L'attore cubano Fernando Hechavarría, una delle figure più riconosciute del teatro, della televisione e del cinema dell'isola, ha espresso la sua preoccupazione per il deterioramento della società cubana e ha assicurato che il paese con cui ha sognato per decenni «si sta sbiadendo».
Le dichiarazioni sono state rilasciate durante un'intervista concessa al programma Todos Hablan, di CubamasTV, pubblicata il 24 luglio scorso e registrata nello spazio privato Salsa Río, lungo il fiume Almendares, all'Avana.
«Sognavo una Cuba molto più armoniosa, una Cuba più bella, una Cuba più solidale. Quella Cuba con cui sognavo si sta sfumando», ha affermato l'attore, di 71 anni.
Lontano dall'attribuire questa realtà unicamente a fattori esterni, Hechavarría ha fatto appello anche alla responsabilità individuale.
«Lo ripeto, è colpa anche di noi stessi. Non mi metto nella posizione del cecchino, ma penso che sia importante prestare attenzione a questo e farlo partendo dall'individualità di ciascuno», ha sostenuto.
«I tecnocrati ci fanno molto male»
Durante la conversazione, l'artista ha messo in discussione il modo in cui, a suo avviso, si gestisce la cultura a Cuba e ha criticato il fatto che molte decisioni siano prese da persone lontane dalla creazione artistica.
«Credo che i tecnocrati ci facciano molto male, molto male. È necessario che a dirigere le arti ci sia gente che conosca le arti», ha affermato.
Ha espresso anche la sua preoccupazione per la qualità della programmazione televisiva.
«Credo che ora non ci preoccupi la qualità di ciò che esce. Ciò che ci preoccupa è il tempo di visualizzazione. Da una scrivania con numeri non puoi gestire quella situazione», ha sottolineato.
Hechavarría ha lamentato inoltre che gli artisti siano poco consultati al momento di definire le politiche culturali, nonostante il loro contatto costante con il pubblico.
«A volte mi preoccupa un po' che non si tenga conto di noi artisti nel senso di cercare le nostre opinioni», ha commentato.
«L'arte deve dire le verità»
L'attore ha anche riflettuto sul ruolo dell'arte nella società e ha sostenuto che la sua funzione va oltre l'intrattenimento.
«L'arte deve dire le verità che ha attorno. Piaccia a chi piace e faccia male a chi fa male», ha affermato.
Sebbene consideri che l'arte di per sé non trasformi la realtà, la vede comunque come un motore per provocare cambiamenti.
«L'arte non cambia la realtà. Ora, per me ha un elemento fondamentale ed è che ti fa pensare, e questo è il primo passo del cambiamento», ha spiegato.
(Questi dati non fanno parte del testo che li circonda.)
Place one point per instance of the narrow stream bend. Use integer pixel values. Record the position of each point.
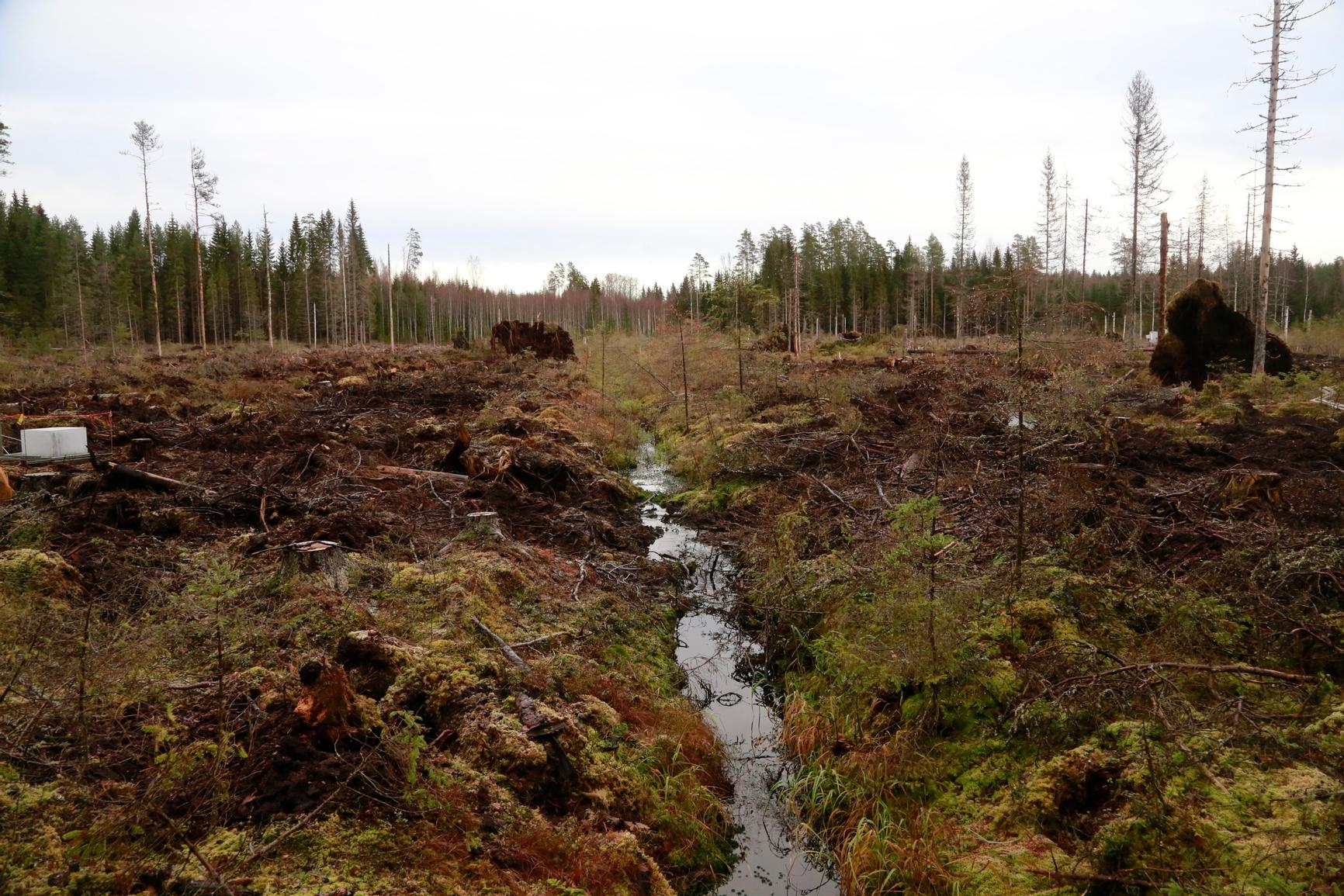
(719, 660)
Durante l'intervista ha anche descritto le difficoltà che attualmente affronta il settore culturale nell'isola. Ha ricordato spettacoli teatrali interrotti a causa dei blackout e rappresentazioni che hanno continuato ad essere illuminate unicamente con la luce di due telefoni cellulari, una scena che riflette le limitazioni con cui oggi lavorano molte istituzioni culturali cubane.
Una carriera di oltre cinque decenni
Nato a Holguín e laureato alla Scuola Nazionale di Arte nel 1976, Fernando Hechavarría ha sviluppato una carriera di oltre mezzo secolo nel teatro, in televisione e nel cinema.
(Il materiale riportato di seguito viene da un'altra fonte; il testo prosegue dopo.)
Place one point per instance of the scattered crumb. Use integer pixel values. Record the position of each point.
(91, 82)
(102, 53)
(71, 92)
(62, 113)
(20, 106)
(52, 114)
Tra le sue interpretazioni più memorabili figura Nacho Capitán, personaggio della telenovela Tierra Brava (1997), che egli stesso definì come il grande punto di svolta della sua carriera.
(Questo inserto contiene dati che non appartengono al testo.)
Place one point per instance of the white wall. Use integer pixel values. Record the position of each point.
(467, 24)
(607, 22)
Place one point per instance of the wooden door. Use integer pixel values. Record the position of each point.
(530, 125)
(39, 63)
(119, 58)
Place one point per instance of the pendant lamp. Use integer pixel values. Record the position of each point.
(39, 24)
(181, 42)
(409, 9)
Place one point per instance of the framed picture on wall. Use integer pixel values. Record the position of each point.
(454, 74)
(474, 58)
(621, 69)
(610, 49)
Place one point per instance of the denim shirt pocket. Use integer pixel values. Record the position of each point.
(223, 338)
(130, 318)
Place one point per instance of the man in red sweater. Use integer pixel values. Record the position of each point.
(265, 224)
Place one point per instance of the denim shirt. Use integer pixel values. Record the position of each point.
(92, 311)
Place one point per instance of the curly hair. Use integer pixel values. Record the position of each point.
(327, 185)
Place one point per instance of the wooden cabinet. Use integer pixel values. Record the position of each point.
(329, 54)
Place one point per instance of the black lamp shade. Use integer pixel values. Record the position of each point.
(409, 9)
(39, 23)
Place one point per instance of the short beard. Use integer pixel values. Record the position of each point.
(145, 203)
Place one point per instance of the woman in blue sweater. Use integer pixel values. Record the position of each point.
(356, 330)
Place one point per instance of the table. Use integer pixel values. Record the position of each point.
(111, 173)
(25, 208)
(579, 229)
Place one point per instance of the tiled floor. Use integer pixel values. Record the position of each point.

A gennaio di quest'anno è stato insignito del Premio Nazionale di Teatro 2026, il massimo riconoscimento delle arti sceniche a Cuba, in omaggio a una carriera caratterizzata dal impegno con la recitazione.
Al essere interrogato su come vorrebbe essere ricordato, ha risposto con una frase che riassume lo spirito dell'intervista:
«Mi piacerebbe che le persone pensassero che sono stato qualcuno coerente con ciò in cui ho creduto nella vita; nell'arte, nella famiglia, nella paternità, nella politica... in tutto».